Configuration is a crucial part of emloop linking all the components together with just a few lines of YAML.

If you aren’t comfortable with YAML, JSON documents are supported as well (YAML is actually a superset of JSON). However, JSON does not support advanced features such as anchors or simple comments.

Each configuration file is divided into following sections:

  • dataset
  • model
  • hooks
  • main_loop
  • eval

wherein only dataset and model sections are mandatory.


The dataset section contains, unsurprisingly, the dataset configuration. First of all, one need to specify the fully qualified name of the dataset in the class entry.

All the remaining parameters are passed to the dataset constructor in the form of a string-encoded YAML.

The common dataset arguments can include augmentation setting for the training stream, the data root directory or a batch size, to name but a few.

example dataset configuration
  class: datasets.my_dataset.MyDataset

  data_root: /var/my_data
  batch_size: 16
    rotate: true     # enable random rotations
    blur_prob: 0.05  # probability of blurring

See dataset documentation for more information.


The model section specifies the configuration of the model to be trained. Again, it contains a class that emloop uses for constructing the model.

In addition, inputs and outputs entries are required as well. These arguments define what sources will be obtained from the dataset stream and which will be provided by the model. The remaining parameters are directly passed to the model constructor from where they might (or might not) be used.

For example, an image-processing deep neural network might require the input image resolution, the number of hidden neurons or a learning rate as in the following example:

model configuration with additional parameters
  class: models.my_model.MyModel
  inputs: [image, animal]
  outputs: [prediction, loss, accuracy]

  width: 800
  height: 600
  learning_rate: 0.003
  n_hidden_neurons: 512


Note that in addition to the passed variables from the configuration, the dataset object is automatically passed to the model. Therefore, the model might use attributes and methods of the dataset as well. For example, the dataset might compute the number of target classes and the network can build the classifier in a way that suits the given dataset. Another example from natural language processing would be a number of distinct tokens for which the network train their embeddings.

See model documentation for more information.


The hooks section is optional yet omnipresent. It contains a list of hooks to be registered in the main loop (see main loop documentation) to save your model, terminate the training, visualize results etc.

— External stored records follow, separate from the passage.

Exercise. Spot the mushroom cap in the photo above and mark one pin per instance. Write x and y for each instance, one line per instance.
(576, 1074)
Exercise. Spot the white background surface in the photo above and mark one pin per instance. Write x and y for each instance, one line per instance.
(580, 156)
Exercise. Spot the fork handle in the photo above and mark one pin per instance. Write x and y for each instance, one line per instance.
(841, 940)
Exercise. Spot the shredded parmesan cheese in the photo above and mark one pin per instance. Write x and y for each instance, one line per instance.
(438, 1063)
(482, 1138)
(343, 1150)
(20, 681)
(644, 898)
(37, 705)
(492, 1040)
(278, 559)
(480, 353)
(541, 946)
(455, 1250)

Hooks are specified by their fully qualified names as in the following example:

non-parametrized hooks
  - LogProfile  # emloop.log_profile.LogProfile
  - emloop_tensorflow.TensorBoardHook
  - my_hooks.my_hook.MyHook


Standard emloop hooks from emloop.hooks module may be referenced only by their names, e.g.: LogProfile instead of emloop.log_profile.LogProfile.

In some cases, we need to configure the hooks being created with additional parameters. To do so, simply define a dictionary of parameters which will be passed to the hook constructor. E.g.:

parametrized hooks
  - emloop_scikit.ClassificationInfoHook:
      predicted_variable: predictions
      gold_variable: labels

  - ComputeStats:
      variables: [loss]

Main Loop

The main_loop section is optional. Any parameter specified there is forwarded to the emloop.MainLoop constructor which takes the following arguments:

MainLoop.__init__(model, dataset, hooks=(), train_stream_name='train', extra_streams=(), buffer=0, on_empty_batch='error', on_empty_stream='error', on_unused_sources='warn', on_incorrect_config='error', fixed_batch_size=None, fixed_epoch_size=None, skip_zeroth_epoch=False, **kwargs)[source]
  • model (AbstractModel) – trained model
  • dataset (AbstractDataset) – loaded dataset
  • hooks (Iterable[AbstractHook]) – training hooks
  • train_stream_name (str) – name of the training stream
  • extra_streams (List[str]) – additional stream names to be evaluated between epochs
  • buffer (int) – size of the batch buffer, 0 means no buffer
  • on_empty_batch (str) – action to take when batch is empty; one of MainLoop.EMPTY_ACTIONS
  • on_empty_stream (str) – action to take when stream is empty; one of MainLoop.EMPTY_ACTIONS
  • on_unused_sources (str) – action to take when stream provides an unused sources; one of UNUSED_SOURCE_ACTIONS
  • on_incorrect_config (str) – action to take when mainloop config contains unexpected arguments; one of MainLoop.INCORRECT_CONFIG_ACTIONS
  • fixed_batch_size (Optional[int]) – if specified, main_loop removes all batches that do not have the specified size
  • fixed_epoch_size (Optional[int]) – if specified, cut the train stream to epochs of at most fixed_epoch_size batches
  • skip_zeroth_epoch (bool) – if specified, main loop skips the 0th epoch

AssertionError – in case of unsupported value of on_empty_batch, on_empty_stream or on_unused_sources

main loop configuration
  extra_streams: [valid, test]
  skip_zeroth_epoch: True


Naturally, the evaluation (sometimes referred as prediction or inference) of the model on new unannotated data differs from its training. In this phase, we don’t know the ground truth, hence the dataset sources are different. In such a situation, some of the metrics are impossible to measure, e.g. accuracy, which requires the ground truth. Most likely, we also need a different set of hooks to process the model outputs.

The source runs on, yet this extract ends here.